To get information on the Pandas `DataFrame`

function, use:

```
help(pd.DataFrame)
```

**General Python Programming:**

**Data Types in Python:**

- Python Built-in Types — Official documentation on Python’s built-in data types, including numeric, character (string), and boolean.

**Data Structures in Python:**

- Python Data Structures — Overview of Python’s core data structures, with examples and usage instructions.

**NumPy Library and Arrays:**

- NumPy Official Website
- NumPy Documentation — Comprehensive documentation, including details on NumPy arrays and their operations.

**Pandas Library, Series, and DataFrame:**

- Pandas Official Website
- Pandas Documentation — Detailed documentation covering various functionalities, including Series and DataFrame creation and manipulation.

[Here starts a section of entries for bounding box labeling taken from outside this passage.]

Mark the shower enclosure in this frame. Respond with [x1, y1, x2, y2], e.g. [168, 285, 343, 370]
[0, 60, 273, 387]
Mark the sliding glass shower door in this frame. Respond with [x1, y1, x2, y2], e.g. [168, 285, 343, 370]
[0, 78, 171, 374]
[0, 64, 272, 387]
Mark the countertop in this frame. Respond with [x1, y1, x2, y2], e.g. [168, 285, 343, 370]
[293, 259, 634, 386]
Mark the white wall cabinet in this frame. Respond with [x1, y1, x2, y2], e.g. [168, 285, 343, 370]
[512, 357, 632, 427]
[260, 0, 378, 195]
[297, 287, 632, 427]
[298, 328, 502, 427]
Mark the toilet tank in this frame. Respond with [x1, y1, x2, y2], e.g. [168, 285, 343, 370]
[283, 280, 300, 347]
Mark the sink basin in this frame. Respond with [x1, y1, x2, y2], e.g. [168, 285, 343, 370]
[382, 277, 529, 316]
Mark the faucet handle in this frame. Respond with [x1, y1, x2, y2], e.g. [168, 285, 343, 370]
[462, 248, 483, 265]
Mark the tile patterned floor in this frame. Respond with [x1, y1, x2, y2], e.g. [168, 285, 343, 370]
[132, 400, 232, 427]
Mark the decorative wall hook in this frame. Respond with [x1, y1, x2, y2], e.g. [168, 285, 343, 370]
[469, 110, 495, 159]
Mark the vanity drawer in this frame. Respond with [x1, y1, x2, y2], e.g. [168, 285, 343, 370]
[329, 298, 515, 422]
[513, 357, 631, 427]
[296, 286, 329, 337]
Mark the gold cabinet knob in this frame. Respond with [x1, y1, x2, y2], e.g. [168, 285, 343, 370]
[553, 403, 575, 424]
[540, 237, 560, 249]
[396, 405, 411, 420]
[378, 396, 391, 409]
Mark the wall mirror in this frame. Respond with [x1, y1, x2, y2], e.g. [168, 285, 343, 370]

- Python Basics: Data Types — A basic tutorial on using various data types in Python.
- NumPy Quickstart Tutorial — A beginner-friendly introduction to NumPy arrays and operations.
- 10 Minutes to Pandas — A quick, 10-minute guide to getting started with Pandas, including examples of creating and working with Series and DataFrames.

Before using any package or library, it is advisable to consult the official documentation to understand its functionalities, capabilities, and usage conventions. The official documentation is the most reliable and up-to-date source of information for Python and its libraries.